My least favorite location would be the corporate glass desk accompanied by two horribly uncomfortable office chairs. The table has only had one interview with TED curator-in-chief Chris Anderson that was mostly an excuse for Handler to play her fake TED Talk on the nature of time.
The location that has gotten the most use thus far is a fun arc of sofa parts, built around a low wooden coffee table. This is where Handler puts people she is friendly with. So, during her interview with Drew Barrymore, they sat around the coffee table enjoying a bottle of Barrymore’s new wine while talking about her recent divorce, a touchy subject that I thought would never be discussed, but Handler just went for it.
Finally, there are two padded, comfy chairs where Handler spent the whole third episode with Chadwick Boseman who plays the Black Panther in “Captain America: Civil War.” This is where Handler went on and on about how little she knows about superhero movies and comic books. All Boseman did was sit there smiling and nodding, probably wondering how this was helping him promote his movie in the slightest bit.
One of the best features of the show is the recurring star, Handler’s dog Chunk. Chunk is always so happy to greet the guests and beg for Handler’s attention. The show needs more Chunk.
One thing Handler has always been known for, particularly in the talk show format and in her recent Netflix documentary “Chelsea Does,” is disingenuously parading her alleged ignorance but then countering it with an eagerness to learn and absorb all of this new information, a curiosity that often comes from unexpected directions. For example, whenever I see Pitbull, I am usually the person pressing the fast forward button, but after Handler transitioned into asking him questions about his SLAM! charter school and the teachers who inspired him, I have never witnessed such a sympathetic Pitbull in my life. It was a nice change from the Mr. Worldwide we usually see.
A filmed dinner party with Handler, Chris Evans and other members of the “Civil War” cast members lagged on when Handler wasted time on lame comic book jokes, but when the conversation shifted to gender disparities in Hollywood, it suddenly become interesting. Although this doesn’t get great conversation, this is the best thing about “Chelsea.” It forces the guests to think on their feet, even though it probably won’t continue because guests and their publicists will soon catch on to Handler’s tactics.

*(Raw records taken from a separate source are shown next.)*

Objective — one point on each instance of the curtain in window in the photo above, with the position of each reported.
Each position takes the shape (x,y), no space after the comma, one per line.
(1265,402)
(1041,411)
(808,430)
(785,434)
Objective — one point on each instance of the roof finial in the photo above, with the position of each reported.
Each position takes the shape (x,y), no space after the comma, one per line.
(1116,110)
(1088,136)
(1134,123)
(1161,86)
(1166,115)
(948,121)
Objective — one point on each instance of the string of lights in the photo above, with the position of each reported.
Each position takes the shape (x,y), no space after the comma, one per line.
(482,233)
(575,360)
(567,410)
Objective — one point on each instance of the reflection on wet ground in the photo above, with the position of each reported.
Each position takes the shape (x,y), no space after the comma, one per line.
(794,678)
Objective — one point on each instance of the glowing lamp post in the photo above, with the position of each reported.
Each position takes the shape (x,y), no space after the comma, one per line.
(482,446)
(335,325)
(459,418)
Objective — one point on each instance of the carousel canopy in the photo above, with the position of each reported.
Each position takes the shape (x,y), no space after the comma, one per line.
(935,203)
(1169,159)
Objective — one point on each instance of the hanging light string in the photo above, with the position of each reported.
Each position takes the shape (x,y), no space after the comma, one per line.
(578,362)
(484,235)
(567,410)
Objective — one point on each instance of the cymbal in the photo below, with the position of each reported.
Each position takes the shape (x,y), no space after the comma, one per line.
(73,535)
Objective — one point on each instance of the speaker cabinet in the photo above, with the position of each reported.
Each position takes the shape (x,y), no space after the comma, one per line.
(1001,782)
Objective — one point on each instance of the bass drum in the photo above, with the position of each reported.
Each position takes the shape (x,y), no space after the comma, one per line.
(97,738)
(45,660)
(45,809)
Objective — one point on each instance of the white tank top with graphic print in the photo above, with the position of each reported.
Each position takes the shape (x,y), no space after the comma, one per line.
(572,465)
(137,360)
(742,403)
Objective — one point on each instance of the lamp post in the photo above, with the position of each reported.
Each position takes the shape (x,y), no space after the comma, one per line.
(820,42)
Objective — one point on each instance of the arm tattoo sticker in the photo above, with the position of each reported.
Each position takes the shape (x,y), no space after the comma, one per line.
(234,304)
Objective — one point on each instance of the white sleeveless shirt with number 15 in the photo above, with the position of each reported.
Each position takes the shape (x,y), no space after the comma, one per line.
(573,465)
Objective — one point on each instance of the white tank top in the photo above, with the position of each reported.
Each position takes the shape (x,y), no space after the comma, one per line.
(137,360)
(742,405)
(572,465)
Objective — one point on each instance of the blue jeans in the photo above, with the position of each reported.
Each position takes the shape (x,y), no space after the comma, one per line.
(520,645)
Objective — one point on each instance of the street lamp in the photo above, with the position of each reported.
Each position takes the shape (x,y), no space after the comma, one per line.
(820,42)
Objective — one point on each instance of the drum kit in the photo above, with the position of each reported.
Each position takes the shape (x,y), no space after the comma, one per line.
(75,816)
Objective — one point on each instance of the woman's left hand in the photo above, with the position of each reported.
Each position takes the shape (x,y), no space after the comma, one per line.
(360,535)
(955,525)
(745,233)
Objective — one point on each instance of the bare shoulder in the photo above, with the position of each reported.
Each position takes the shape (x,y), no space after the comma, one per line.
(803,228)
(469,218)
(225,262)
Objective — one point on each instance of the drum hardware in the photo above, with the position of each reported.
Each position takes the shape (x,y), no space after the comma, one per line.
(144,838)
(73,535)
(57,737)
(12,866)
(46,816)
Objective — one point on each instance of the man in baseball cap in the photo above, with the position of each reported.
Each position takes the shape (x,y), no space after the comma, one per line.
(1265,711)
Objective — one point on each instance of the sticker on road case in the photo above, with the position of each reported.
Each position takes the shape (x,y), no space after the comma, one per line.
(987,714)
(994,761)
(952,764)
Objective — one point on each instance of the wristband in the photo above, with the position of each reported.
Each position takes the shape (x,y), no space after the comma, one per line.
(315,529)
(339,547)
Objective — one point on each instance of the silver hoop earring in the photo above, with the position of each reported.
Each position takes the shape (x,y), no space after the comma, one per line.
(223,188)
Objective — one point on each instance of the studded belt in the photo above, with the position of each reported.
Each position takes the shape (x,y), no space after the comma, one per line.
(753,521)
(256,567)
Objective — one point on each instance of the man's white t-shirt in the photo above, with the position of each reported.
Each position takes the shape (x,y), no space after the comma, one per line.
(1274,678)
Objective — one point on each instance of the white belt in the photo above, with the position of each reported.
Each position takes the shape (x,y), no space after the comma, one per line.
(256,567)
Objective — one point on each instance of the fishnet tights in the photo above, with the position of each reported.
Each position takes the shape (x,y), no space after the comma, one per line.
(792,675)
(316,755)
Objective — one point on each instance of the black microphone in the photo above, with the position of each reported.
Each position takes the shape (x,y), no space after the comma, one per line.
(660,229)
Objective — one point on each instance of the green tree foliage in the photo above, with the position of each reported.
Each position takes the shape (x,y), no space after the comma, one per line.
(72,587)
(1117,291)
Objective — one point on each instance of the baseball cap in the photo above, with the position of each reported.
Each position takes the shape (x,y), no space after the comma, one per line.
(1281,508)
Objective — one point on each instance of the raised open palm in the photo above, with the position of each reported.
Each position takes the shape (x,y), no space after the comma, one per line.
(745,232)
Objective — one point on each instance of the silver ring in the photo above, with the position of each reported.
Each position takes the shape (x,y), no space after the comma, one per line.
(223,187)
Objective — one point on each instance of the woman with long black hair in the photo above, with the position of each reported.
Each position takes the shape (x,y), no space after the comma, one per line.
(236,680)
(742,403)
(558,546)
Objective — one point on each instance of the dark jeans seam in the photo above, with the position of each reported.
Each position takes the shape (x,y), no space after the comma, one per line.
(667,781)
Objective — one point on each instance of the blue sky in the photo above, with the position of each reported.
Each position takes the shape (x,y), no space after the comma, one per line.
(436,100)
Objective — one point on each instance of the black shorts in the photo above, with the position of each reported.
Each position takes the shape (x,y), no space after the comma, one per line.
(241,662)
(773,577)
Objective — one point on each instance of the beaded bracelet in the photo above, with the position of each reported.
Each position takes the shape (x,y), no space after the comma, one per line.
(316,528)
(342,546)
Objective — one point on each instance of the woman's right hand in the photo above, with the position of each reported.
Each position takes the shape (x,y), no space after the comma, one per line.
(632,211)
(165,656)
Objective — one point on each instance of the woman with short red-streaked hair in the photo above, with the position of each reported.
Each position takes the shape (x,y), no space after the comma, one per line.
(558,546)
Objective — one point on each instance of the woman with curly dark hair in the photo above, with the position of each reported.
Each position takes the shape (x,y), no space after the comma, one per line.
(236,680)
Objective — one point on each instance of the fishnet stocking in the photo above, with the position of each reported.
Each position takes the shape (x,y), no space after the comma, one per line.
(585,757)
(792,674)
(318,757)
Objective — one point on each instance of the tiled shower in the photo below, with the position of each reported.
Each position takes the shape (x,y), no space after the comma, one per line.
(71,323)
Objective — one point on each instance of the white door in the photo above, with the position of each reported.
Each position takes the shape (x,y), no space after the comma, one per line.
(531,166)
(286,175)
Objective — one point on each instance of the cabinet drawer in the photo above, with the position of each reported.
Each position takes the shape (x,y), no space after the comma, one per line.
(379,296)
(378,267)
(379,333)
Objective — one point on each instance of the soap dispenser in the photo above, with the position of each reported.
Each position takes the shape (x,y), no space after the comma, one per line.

I do have to say it is a refreshing change to see Handler not have a whole show dedicated to making fun of celebrities and pop culture events. That is every talk show, late or morning. Inquisitive “Chelsea” is a talk show host I can get on board with. Not every episode will be the same, and that’s what makes it so appealing. Through its first three episodes, “Chelsea” is a pretty straightforward talk show that needs some work but is overall a promising venture for Netflix and Handler.